Sequence of images from the same video otoscopy. (a) Tortuosity of the external auditory canal does not allow visualization of the anterior region (black arrows). (b) Proximity of the endoscope prevents visualization of the entire tympanic membrane on the same screen (black arrows). (c) Excessive light impairs the definition of the posterior edges (black arrows). (d) All criteria are met: visualization of the whole tympanic membrane and the perforation borders, good visualization of the attic, and adequate light power (black arrows)

However, as with any instrument, it also has its liabilities. As it occurs with the otoscope, it also provides two-dimensional vision, even if sometimes we can almost forget that given the quality of the image. Another disadvantage is the higher cost involved in having a complete set of endoscopic image acquisitions. As to manipulation, it has been argued by many experienced otologists that after some time of training, external and even middle ear procedures can be performed with good one-hand dexterity. Table 16.2 summarizes the advantages and disadvantages of each method.

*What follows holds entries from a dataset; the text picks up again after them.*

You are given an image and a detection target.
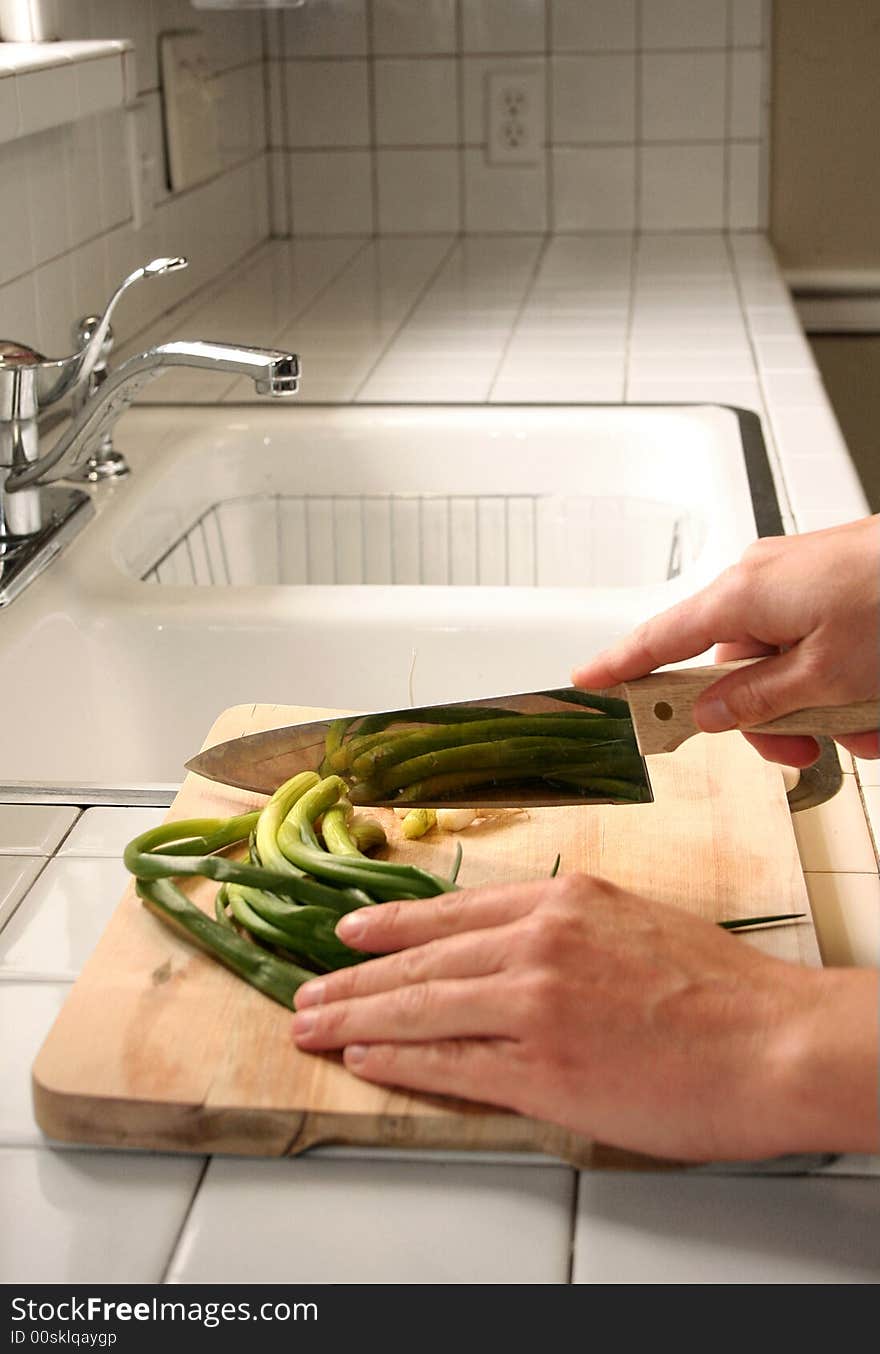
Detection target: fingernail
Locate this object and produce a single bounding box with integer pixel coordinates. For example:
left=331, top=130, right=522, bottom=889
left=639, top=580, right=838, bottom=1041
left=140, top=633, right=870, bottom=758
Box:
left=693, top=696, right=736, bottom=734
left=336, top=913, right=367, bottom=944
left=294, top=1011, right=315, bottom=1034
left=296, top=978, right=326, bottom=1010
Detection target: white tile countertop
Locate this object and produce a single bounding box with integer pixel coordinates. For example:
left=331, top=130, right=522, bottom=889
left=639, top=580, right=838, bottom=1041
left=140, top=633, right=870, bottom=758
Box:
left=0, top=234, right=880, bottom=1284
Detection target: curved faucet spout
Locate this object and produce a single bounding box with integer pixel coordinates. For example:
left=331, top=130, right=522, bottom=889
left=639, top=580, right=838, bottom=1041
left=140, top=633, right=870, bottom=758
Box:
left=4, top=340, right=301, bottom=493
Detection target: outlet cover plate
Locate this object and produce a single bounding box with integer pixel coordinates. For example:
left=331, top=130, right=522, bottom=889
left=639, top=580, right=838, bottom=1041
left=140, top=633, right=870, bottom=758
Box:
left=486, top=65, right=546, bottom=165
left=158, top=32, right=221, bottom=192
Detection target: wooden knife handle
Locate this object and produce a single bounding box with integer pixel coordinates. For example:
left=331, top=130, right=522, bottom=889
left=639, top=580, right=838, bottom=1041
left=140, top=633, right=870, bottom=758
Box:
left=621, top=658, right=880, bottom=756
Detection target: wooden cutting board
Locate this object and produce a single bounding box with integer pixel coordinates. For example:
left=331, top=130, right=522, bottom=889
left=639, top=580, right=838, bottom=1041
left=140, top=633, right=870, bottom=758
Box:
left=32, top=705, right=819, bottom=1169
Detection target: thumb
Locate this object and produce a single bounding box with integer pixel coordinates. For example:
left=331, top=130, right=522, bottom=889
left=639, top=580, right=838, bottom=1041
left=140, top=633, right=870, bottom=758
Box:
left=693, top=647, right=820, bottom=734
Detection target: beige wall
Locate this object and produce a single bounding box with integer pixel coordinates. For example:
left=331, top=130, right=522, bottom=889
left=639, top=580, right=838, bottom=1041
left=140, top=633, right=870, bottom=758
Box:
left=810, top=334, right=880, bottom=512
left=770, top=0, right=880, bottom=268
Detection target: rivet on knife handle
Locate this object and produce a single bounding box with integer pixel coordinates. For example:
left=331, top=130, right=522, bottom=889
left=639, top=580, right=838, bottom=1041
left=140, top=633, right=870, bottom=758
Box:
left=621, top=658, right=880, bottom=757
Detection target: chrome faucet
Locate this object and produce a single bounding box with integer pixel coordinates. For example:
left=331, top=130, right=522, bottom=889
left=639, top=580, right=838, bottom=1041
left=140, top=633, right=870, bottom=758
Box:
left=0, top=257, right=299, bottom=607
left=5, top=339, right=299, bottom=494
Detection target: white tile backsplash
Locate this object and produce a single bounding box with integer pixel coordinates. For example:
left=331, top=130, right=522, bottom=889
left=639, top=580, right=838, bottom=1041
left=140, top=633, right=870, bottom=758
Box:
left=642, top=0, right=738, bottom=49
left=278, top=0, right=367, bottom=58
left=730, top=50, right=764, bottom=141
left=372, top=0, right=458, bottom=56
left=462, top=0, right=547, bottom=51
left=642, top=51, right=725, bottom=141
left=552, top=146, right=636, bottom=230
left=286, top=61, right=370, bottom=148
left=550, top=0, right=636, bottom=51
left=268, top=0, right=768, bottom=234
left=0, top=0, right=265, bottom=356
left=287, top=150, right=374, bottom=236
left=463, top=149, right=547, bottom=234
left=376, top=150, right=462, bottom=234
left=0, top=1147, right=203, bottom=1286
left=640, top=145, right=724, bottom=230
left=551, top=53, right=635, bottom=145
left=374, top=57, right=459, bottom=146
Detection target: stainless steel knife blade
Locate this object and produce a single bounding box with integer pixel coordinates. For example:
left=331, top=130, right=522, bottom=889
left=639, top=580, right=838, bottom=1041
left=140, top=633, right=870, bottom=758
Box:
left=187, top=688, right=653, bottom=808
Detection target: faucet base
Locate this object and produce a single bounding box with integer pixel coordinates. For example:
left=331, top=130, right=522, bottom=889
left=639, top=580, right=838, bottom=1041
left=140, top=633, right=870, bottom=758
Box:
left=77, top=450, right=129, bottom=485
left=0, top=487, right=95, bottom=607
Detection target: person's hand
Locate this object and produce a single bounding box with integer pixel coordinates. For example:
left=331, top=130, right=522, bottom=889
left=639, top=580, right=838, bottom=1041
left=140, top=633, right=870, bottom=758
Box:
left=571, top=517, right=880, bottom=766
left=294, top=875, right=880, bottom=1160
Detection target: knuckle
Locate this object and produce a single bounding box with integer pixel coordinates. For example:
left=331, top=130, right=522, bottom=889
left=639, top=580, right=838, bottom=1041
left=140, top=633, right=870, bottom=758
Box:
left=314, top=1001, right=348, bottom=1040
left=397, top=949, right=425, bottom=983
left=520, top=965, right=559, bottom=1028
left=394, top=983, right=429, bottom=1022
left=727, top=681, right=777, bottom=724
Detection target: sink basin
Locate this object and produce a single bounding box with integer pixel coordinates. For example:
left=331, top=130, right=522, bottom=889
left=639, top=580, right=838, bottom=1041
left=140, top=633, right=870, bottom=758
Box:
left=0, top=405, right=781, bottom=785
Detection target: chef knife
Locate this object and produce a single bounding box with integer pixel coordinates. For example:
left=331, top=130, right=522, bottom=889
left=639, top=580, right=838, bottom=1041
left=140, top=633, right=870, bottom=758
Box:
left=187, top=659, right=880, bottom=808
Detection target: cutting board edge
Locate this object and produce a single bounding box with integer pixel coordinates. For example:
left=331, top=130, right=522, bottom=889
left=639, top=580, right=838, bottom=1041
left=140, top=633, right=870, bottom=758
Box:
left=31, top=1064, right=606, bottom=1170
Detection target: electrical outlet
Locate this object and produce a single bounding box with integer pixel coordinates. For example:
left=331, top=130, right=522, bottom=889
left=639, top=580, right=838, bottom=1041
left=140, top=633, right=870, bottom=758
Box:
left=486, top=66, right=544, bottom=165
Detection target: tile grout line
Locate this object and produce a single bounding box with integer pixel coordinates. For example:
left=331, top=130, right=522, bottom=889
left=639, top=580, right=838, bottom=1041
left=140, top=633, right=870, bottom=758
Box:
left=624, top=0, right=644, bottom=230
left=364, top=0, right=379, bottom=238
left=345, top=234, right=462, bottom=405
left=158, top=1155, right=214, bottom=1285
left=566, top=1167, right=584, bottom=1284
left=486, top=234, right=552, bottom=403
left=722, top=0, right=734, bottom=230
left=454, top=0, right=467, bottom=236
left=623, top=232, right=633, bottom=405
left=0, top=804, right=83, bottom=936
left=544, top=0, right=556, bottom=236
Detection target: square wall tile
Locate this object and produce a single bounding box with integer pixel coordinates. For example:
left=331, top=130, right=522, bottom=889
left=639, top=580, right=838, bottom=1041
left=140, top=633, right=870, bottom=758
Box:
left=284, top=61, right=370, bottom=148
left=76, top=56, right=123, bottom=118
left=639, top=145, right=724, bottom=230
left=374, top=57, right=459, bottom=146
left=642, top=0, right=725, bottom=49
left=727, top=144, right=764, bottom=230
left=0, top=138, right=34, bottom=284
left=15, top=65, right=79, bottom=137
left=278, top=0, right=367, bottom=57
left=268, top=150, right=290, bottom=238
left=464, top=150, right=547, bottom=232
left=34, top=255, right=76, bottom=357
left=265, top=61, right=287, bottom=146
left=642, top=51, right=726, bottom=141
left=372, top=0, right=456, bottom=56
left=376, top=150, right=460, bottom=234
left=287, top=150, right=372, bottom=236
left=551, top=56, right=635, bottom=144
left=730, top=51, right=764, bottom=141
left=19, top=127, right=72, bottom=265
left=550, top=0, right=635, bottom=51
left=0, top=68, right=19, bottom=142
left=462, top=0, right=547, bottom=51
left=0, top=858, right=129, bottom=982
left=552, top=146, right=635, bottom=230
left=0, top=272, right=38, bottom=345
left=0, top=854, right=46, bottom=927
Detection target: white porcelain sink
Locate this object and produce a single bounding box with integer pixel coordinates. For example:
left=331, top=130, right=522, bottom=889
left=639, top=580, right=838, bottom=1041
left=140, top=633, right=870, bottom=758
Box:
left=0, top=405, right=778, bottom=784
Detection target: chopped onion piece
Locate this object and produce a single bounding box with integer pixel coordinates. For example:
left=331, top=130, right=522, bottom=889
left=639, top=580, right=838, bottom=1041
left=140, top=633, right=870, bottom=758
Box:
left=437, top=808, right=477, bottom=833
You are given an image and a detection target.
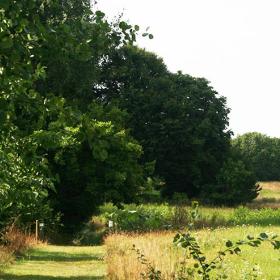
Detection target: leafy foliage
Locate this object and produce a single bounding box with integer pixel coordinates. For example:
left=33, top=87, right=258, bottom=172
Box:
left=94, top=47, right=231, bottom=198
left=133, top=232, right=280, bottom=280
left=232, top=132, right=280, bottom=181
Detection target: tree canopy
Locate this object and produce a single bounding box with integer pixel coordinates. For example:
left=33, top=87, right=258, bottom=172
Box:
left=0, top=0, right=260, bottom=230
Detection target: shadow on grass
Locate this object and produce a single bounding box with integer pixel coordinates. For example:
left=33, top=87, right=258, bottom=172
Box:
left=0, top=274, right=105, bottom=280
left=19, top=251, right=102, bottom=262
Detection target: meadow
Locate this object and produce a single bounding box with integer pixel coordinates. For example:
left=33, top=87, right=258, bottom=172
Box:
left=101, top=182, right=280, bottom=280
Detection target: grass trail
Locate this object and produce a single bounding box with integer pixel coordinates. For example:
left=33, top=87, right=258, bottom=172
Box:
left=0, top=245, right=106, bottom=280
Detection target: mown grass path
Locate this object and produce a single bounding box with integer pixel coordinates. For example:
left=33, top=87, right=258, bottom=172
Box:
left=0, top=245, right=106, bottom=280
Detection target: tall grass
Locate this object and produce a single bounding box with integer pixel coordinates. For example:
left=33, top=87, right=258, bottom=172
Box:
left=0, top=225, right=36, bottom=271
left=105, top=226, right=280, bottom=280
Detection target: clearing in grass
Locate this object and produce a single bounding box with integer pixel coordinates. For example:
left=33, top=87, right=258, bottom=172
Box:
left=0, top=245, right=106, bottom=280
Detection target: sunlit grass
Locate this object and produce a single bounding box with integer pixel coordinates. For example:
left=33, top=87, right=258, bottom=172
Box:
left=0, top=245, right=106, bottom=280
left=106, top=226, right=280, bottom=280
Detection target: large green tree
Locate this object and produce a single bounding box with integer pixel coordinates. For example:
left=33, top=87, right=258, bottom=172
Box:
left=94, top=47, right=231, bottom=197
left=0, top=0, right=147, bottom=231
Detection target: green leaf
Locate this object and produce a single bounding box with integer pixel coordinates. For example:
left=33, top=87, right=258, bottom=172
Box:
left=0, top=37, right=13, bottom=49
left=0, top=0, right=11, bottom=10
left=226, top=240, right=233, bottom=248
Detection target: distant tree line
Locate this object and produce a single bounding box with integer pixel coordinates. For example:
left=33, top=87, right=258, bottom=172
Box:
left=0, top=0, right=258, bottom=233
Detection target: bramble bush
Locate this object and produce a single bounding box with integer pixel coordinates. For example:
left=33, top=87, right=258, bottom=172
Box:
left=132, top=232, right=280, bottom=280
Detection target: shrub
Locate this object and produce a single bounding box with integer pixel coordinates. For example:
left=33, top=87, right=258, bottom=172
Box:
left=203, top=158, right=261, bottom=205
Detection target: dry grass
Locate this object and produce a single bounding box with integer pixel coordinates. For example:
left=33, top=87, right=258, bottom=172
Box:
left=259, top=181, right=280, bottom=192
left=1, top=225, right=36, bottom=256
left=105, top=226, right=280, bottom=280
left=0, top=225, right=36, bottom=271
left=105, top=232, right=182, bottom=280
left=248, top=181, right=280, bottom=209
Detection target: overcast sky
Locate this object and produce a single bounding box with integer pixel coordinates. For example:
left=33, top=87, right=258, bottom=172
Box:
left=95, top=0, right=280, bottom=137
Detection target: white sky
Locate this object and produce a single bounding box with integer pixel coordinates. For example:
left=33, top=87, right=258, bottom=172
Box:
left=95, top=0, right=280, bottom=137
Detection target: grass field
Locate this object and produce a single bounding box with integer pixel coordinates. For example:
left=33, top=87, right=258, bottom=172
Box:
left=0, top=245, right=106, bottom=280
left=105, top=182, right=280, bottom=280
left=106, top=226, right=280, bottom=280
left=0, top=182, right=280, bottom=280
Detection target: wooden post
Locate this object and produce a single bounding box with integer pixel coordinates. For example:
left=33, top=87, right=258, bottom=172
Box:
left=35, top=220, right=39, bottom=243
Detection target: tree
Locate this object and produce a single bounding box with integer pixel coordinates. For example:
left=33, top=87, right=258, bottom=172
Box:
left=0, top=0, right=148, bottom=231
left=232, top=132, right=280, bottom=181
left=94, top=47, right=231, bottom=197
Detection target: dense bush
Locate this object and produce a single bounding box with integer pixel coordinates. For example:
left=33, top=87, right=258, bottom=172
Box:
left=232, top=132, right=280, bottom=181
left=203, top=158, right=260, bottom=205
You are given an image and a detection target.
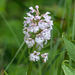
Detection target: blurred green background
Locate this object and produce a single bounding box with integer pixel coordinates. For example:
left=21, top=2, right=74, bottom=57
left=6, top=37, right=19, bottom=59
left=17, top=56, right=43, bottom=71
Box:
left=0, top=0, right=75, bottom=75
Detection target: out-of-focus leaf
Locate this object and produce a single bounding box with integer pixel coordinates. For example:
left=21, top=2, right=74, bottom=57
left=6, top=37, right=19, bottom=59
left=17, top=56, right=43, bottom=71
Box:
left=62, top=60, right=75, bottom=75
left=62, top=34, right=75, bottom=61
left=0, top=0, right=6, bottom=13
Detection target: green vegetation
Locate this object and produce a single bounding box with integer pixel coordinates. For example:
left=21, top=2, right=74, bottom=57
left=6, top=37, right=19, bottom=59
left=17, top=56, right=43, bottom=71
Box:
left=0, top=0, right=75, bottom=75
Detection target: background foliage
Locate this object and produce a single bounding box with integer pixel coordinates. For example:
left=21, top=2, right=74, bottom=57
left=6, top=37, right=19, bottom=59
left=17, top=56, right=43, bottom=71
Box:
left=0, top=0, right=75, bottom=75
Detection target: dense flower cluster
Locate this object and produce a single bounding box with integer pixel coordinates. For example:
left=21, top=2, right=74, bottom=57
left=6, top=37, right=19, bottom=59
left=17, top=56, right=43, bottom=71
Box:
left=23, top=5, right=53, bottom=62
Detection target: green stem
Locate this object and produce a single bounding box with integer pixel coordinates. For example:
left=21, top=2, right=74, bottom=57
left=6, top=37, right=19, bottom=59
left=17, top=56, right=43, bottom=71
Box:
left=27, top=43, right=36, bottom=75
left=27, top=61, right=33, bottom=75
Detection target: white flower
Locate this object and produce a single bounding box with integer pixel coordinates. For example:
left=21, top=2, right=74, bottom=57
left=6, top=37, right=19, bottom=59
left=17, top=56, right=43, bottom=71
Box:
left=29, top=7, right=35, bottom=13
left=25, top=38, right=35, bottom=48
left=34, top=15, right=41, bottom=20
left=29, top=51, right=40, bottom=62
left=41, top=29, right=51, bottom=40
left=38, top=21, right=49, bottom=29
left=41, top=53, right=48, bottom=63
left=35, top=5, right=39, bottom=9
left=33, top=26, right=39, bottom=33
left=35, top=34, right=44, bottom=46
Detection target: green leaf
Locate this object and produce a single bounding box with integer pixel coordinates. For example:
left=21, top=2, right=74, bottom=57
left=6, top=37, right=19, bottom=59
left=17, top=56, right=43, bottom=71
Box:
left=63, top=34, right=75, bottom=61
left=4, top=70, right=8, bottom=75
left=62, top=60, right=75, bottom=75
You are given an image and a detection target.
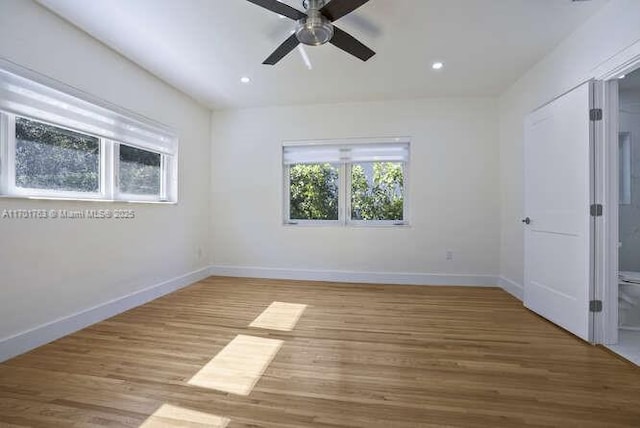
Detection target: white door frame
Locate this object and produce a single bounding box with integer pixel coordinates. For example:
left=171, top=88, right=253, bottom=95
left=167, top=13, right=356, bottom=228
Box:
left=593, top=53, right=640, bottom=344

Table 16.2 Advantages and disadvantages of each ear examining method

Telemedicine Otoscopy: Is it Possible to Make the Diagnosis from a Distance?

Objectively answering the subtitle question: yes, it is possible. Currently, there is excellent availability and variability in image-recording devices, and the exchange of information between physicians is greatly facilitated. In addition to the devices and systems detailed previously in this chapter, we can also record ear examinations with smartphones using portable adapters.

Portable adapters can range from specific models for a particular smartphone to universal models. The adaptation and focus can be adjusted manually, and the device itself performs the recording, facilitating the sharing of images. We reiterate that the patient’s consent is necessary for recording and storing the images.

We believe that, regardless of the technology used to acquire otoscopy images, it should be performed by physicians, preferably otolaryngologists, for two main reasons: first, the visualization of the tympanic membrane is not always easily accessible. Due to the presence of earwax, crusts, discharge, or even anatomical variations of the external auditory canal, access to the tympanic membrane can be arduous and require some experience. The second reason is that the manipulation of specific structures that may be present in the external auditory meatus may indicate injuries that should not be manipulated outside the surgical setting. An example is pulsatile aural polyps that can correspond to paragangliomas, highly vascularized lesions.

For now, we are unaware of portable devices that the patient can use to perform remote ENT appointments using telemedicine. Due to the singularities of the otorhinolaryngological examination, which requires specific instruments and adequate lighting, we believe that face-to-face consultations will still be essential in the short and medium term for adequate diagnoses.

However, teleconsultation is just one feature of telemedicine. The possibility of discussing cases among colleagues, remotely evaluating consultancies for other doctors, and even distance teaching has dramatically improved in recent years. All these possibilities for exchanging information and knowledge are of paramount importance for the evolution of otorhinolaryngology, especially because some diseases are more typical of specific populations. The possibility of exchanging knowledge with professionals from various parts of the world brings many benefits, especially for patients.